Design and Architecture of A Robo-Advisor Platform..(3/3)

This three part series explores the automated investment management or the “Robo-advisor” (RA) movement. The first post in this series @- http://www.vamsitalkstech.com/?p=2329 – discussed how Wealth Management has been an area largely untouched by automation as far as the front office is concerned. As a result, automated investment vehicles have largely begun changing that trend and they helping create a variety of business models in the industry esp those catering to the Millenial Mass Affluent Segment. The second post @- http://www.vamsitalkstech.com/?p=2418  focused on the overall business model & main functions of a Robo-Advisor (RA). This third and final post covers a generic technology architecture for a RA platform.

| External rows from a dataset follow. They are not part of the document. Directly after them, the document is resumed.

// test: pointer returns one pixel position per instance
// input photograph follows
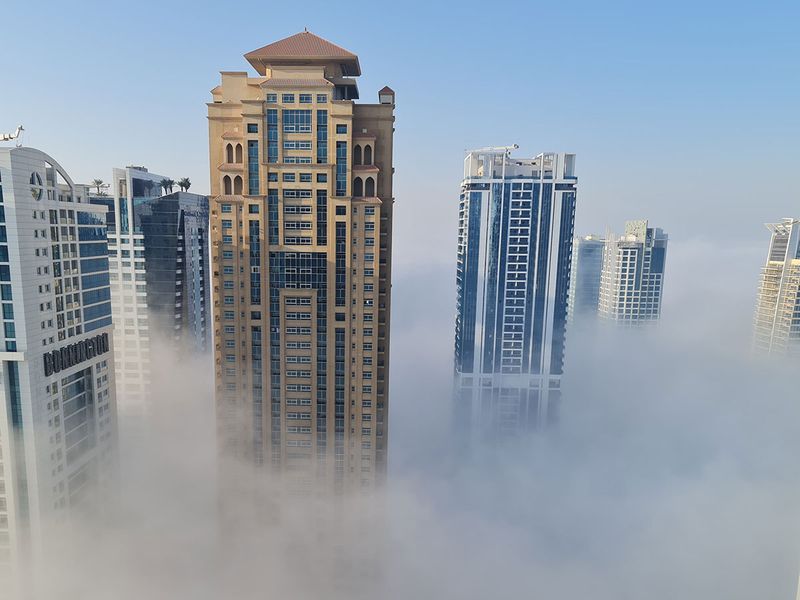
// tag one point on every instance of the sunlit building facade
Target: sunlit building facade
(632, 279)
(515, 236)
(777, 318)
(301, 216)
(58, 429)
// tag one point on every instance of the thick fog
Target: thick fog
(671, 474)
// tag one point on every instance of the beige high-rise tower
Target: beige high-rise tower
(301, 230)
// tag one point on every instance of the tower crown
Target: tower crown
(304, 48)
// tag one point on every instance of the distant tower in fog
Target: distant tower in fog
(632, 280)
(777, 319)
(514, 252)
(587, 268)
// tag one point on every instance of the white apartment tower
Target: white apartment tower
(777, 318)
(584, 283)
(632, 279)
(57, 398)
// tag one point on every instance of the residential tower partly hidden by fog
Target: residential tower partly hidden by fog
(158, 247)
(58, 429)
(777, 319)
(632, 278)
(584, 283)
(515, 231)
(301, 217)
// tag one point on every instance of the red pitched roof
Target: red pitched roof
(304, 44)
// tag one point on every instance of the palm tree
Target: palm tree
(167, 184)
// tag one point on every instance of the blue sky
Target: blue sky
(683, 112)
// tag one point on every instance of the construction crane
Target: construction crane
(496, 149)
(7, 137)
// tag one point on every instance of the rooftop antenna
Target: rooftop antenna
(7, 137)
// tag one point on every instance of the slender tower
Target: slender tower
(301, 217)
(514, 252)
(777, 318)
(587, 267)
(632, 280)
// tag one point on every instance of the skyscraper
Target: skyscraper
(514, 250)
(777, 318)
(301, 179)
(632, 280)
(57, 397)
(158, 248)
(587, 267)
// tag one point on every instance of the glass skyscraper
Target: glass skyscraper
(515, 236)
(158, 255)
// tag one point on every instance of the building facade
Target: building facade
(158, 254)
(57, 394)
(632, 280)
(301, 180)
(777, 318)
(515, 235)
(587, 268)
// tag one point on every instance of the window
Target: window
(297, 121)
(322, 137)
(272, 135)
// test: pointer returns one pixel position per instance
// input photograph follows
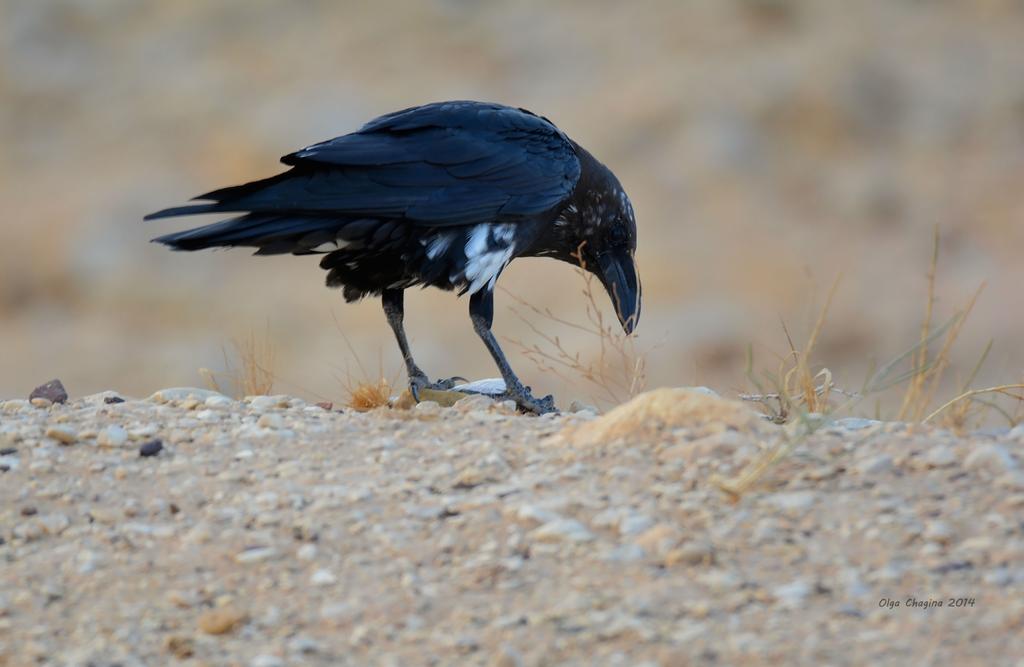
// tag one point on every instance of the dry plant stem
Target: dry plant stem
(617, 373)
(365, 393)
(921, 359)
(256, 376)
(1003, 388)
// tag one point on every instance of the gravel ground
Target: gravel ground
(270, 532)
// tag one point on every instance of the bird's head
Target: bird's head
(607, 241)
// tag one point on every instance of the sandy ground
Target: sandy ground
(272, 532)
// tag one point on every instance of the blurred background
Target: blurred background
(768, 146)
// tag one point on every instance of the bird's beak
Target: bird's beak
(617, 273)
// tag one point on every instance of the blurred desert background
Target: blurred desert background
(768, 146)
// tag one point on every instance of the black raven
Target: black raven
(444, 195)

Business Requirements for a Robo-Advisor (RA) Platform…

Some of the key business requirements of a RA platform that confer it advantages as compared to the manual/human driven style of investing are:

  • Collect Individual Client Data – RA Platforms need to offer a high degree of customization from the standpoint of an individual investor. This means an ability to provide a preferably mobile and web interface to capture detailed customer financial background, existing investments as well as any historical data regarding customer segments etc.
  • Client Segmentation – Clients are to be segmented  across granular segments as opposed to the traditional asset based methodology (e.g mass affluent, high net worth, ultra high net worth etc).
  • Algorithm Based Investment Allocation – Once the client data is collected,  normalized & segmented –  a variety of algorithms are applied to the data to classify the client’s overall risk profile and an investment portfolio is allocated based on those requirements. Appropriate securities are purchased as we will discuss in the below sections.
  • Portfolio Rebalancing  – The client’s portfolio is rebalanced appropriately depending on life event changes and market movements.
  • Tax Loss Harvesting – Tax-loss harvesting is the mechanism of selling securities that have a loss associated with them. By doing so or by taking  a loss, the idea is that that client can offset taxes on both gains and income. The sold securities are replaced by similar securities by the RA platform thus maintaining the optimal investment mix.
  • A Single View of a Client’s Financial History- From the WM firm’s standpoint, it would be very useful to have a single view capability for a RA client that shows all of their accounts, interactions & preferences in one view.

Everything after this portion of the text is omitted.